Answer: Yes, it is appropriate to stop one’s worship if a great personality like one’s guru comes. The Bhāgavata says that one who sees the Lord only in the deity is a neophyte because his concept is that God is here only and not in the devotees. Perhaps Agastya was his guru, so when your guru comes you have to show respect. The Lord will not be displeased with you for stopping your worship for that reason.
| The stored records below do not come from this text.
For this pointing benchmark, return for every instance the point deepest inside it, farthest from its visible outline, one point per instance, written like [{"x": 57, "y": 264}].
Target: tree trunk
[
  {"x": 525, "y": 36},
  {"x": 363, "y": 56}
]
You have to observe who the person is. One does not have to stop for anybody and everybody. In case of Indradyumna, Agastya Muni was a very special guest. The specialty can also be understood by the fact that he could curse him to become an elephant.
We also heard the story of Śatadhānu who was engaged in a type of worship and was observing a vow. So when he spoke to an atheist, this became an offense. He committed this offense knowingly, we know this because his wife was more intelligent and didn’t speak and if she knew that she should not speak with an atheist while observing this special vow, then the king must also have known. Even though he knew, he didn’t follow it and as a result, he suffered. Because of this offense, he had to become of dog and go through several other animal species in further lives.
So Indradyumna had knowledge of śāstra and knowingly he made the mistake of not given proper respect to Agastyamuni. This shows that offense committed in knowledge is more dangerous than done in ignorance.
Sometimes a worshiper may disregard a great devotee because of pride, thinking that he is a great worshiper of the Lord and does not care about anyone else. Stories such as the ones of Indradyumna and Vṛtrāsura are there in the Bhāgavata and other Purāṇas to teach us about the graveness of offenses so that we avoid them and learn devotee behavior.